Most importantly there is no garbage collector, so if something doesn't already live long enough, there is nothing that could make live longer. It's up to you to change the code manually to make things live longer.
If you didn't have a choice and had to use separate closures, you'd have to copy on-stack data to the heap and use self-contained non-borrowing types instead (e.g. convert &str to String, convert Intersection<'temporary> to Vec<String>, etc.). You may need Rc instead of & to reference things.
I mean that if you have data structures containing references, returning them from a closure will most likely create a self-referential struct, which the borrow checker doesn't support. RefCell alone can't avoid that, since Ref<'temp> is still temporary and bound to a scope.
Yes, you would have to put them outside and reference from closures.
This would work, but it's, probably, something mechanical translator from Haskell to Rust may use, not human.

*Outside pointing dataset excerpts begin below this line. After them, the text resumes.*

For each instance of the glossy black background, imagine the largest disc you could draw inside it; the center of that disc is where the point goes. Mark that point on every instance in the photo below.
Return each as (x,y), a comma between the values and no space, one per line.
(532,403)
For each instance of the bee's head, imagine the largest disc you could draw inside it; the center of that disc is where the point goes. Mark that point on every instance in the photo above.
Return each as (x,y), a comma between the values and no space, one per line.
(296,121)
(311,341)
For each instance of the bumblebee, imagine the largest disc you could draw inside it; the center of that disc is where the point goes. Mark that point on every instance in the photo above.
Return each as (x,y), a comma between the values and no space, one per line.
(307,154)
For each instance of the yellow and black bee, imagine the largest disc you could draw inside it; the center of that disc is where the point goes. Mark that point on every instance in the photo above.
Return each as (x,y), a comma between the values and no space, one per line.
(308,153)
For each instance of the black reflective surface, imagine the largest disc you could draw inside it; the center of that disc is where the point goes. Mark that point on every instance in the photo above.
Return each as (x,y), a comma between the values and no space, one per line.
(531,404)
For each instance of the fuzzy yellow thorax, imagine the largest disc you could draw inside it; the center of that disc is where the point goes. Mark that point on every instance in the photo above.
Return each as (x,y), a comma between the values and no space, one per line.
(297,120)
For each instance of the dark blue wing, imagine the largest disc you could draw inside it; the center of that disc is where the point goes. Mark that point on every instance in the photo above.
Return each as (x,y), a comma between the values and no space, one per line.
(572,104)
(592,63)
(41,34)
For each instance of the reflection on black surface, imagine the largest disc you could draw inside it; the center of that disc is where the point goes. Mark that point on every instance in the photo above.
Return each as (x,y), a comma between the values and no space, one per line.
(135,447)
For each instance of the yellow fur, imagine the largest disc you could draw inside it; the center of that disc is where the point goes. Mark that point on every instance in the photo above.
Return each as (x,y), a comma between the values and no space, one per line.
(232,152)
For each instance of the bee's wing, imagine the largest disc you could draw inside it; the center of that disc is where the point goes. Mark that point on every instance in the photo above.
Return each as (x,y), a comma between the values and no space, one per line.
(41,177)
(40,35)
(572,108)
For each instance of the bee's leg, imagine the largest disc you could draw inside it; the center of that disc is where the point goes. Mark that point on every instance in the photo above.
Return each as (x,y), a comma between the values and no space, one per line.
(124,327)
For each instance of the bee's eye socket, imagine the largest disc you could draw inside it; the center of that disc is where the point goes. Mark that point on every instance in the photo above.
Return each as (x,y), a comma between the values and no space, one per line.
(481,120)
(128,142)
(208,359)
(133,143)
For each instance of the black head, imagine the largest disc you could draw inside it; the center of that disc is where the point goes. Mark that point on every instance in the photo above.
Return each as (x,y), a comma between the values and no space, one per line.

Because at this point you have, more-or-less, replicated tha for loop and unless you are doing something extremely unusual for loop would just be easier and simpler to digest.
@kornel that's super-useful, thank you! "Lifetime annotations are a DIY escape analysis" is a very useful insight too.
I did sort of understand that I needed to get it all on the heap between closures, but I tried to just Box::new() my Intersections - I guess that's not the same as malloc(); memcpy().
I do take the point about just using a for-loop, but I'm used to this style of programming and it's how I think now, so I wanted to say with it if I could. I'm conditioned to find it much more readable, composable, easier to reason about side effects, etc.
Box::new is like malloc, but while the lifetime of the heap allocation itself is unrestricted, the Box as a whole is restricted by inner pointers it contains. You get Box<Intersect<'a>> and that 'a is a boat anchor that ties it to a scope.
Consider this UB situation that gives you malloced array of pointers to a stack:
char **map() {
char s1[10] = {}; // pretend it's a hashset
char s2[10] = {}; // pretend it's a hashset
char *intersect[2] = { &s1[0], &s2[0] }; // pretend it's the intersect iter
char **intersect_boxed = malloc(sizeof(char*) * 2);
memcpy(intersect_boxed, intersect, sizeof(char*) * 2);
// drop(&s2); // rust would also insert these
// drop(&s1);
return intersect_boxed;
}
Yup. So if you would find a way to do that the end result would be code which other people would find difficult to read.
Rust is anti-C++ in that department: it tends to actively reject efforts to add ways to write C++ in Rust, C# in Rust or Haskell in Rust.
Currently if offers two distinct ways: imperative way with for loops and functional way with combinators.
And, well… the fact that you can not easily implement that style is an advantage to me: if there are bunch of functional-style code with maps, inresections and other such things then I can be sure that style which you are proposing (with side-channel on the side which passes over all these adapters) is ugly and easy to spot.
I hate it when people write code like that in C#/Java/JavaScript and really hope Rust wouldn't make it easy.
Right, cause I'm just boxing Intersect, which borrows the sets I gave it. I.e. I'm allocating heap memory but then just copying pointers into it - pointers to the stack.
Interesting you say Rust deliberately makes it hard to write C++ / Haskell / etc. I guess I assumed it was like Scala (which I've used before) which says "choose any style you like!". I would say it's not really supporting the functional style given that my naïve "functional" code didn't work. I'm not saying that's wrong, just an interesting observation.
The style isn't vital, because there's no infinite data structures or lazy evaluation, so for loops it is I guess.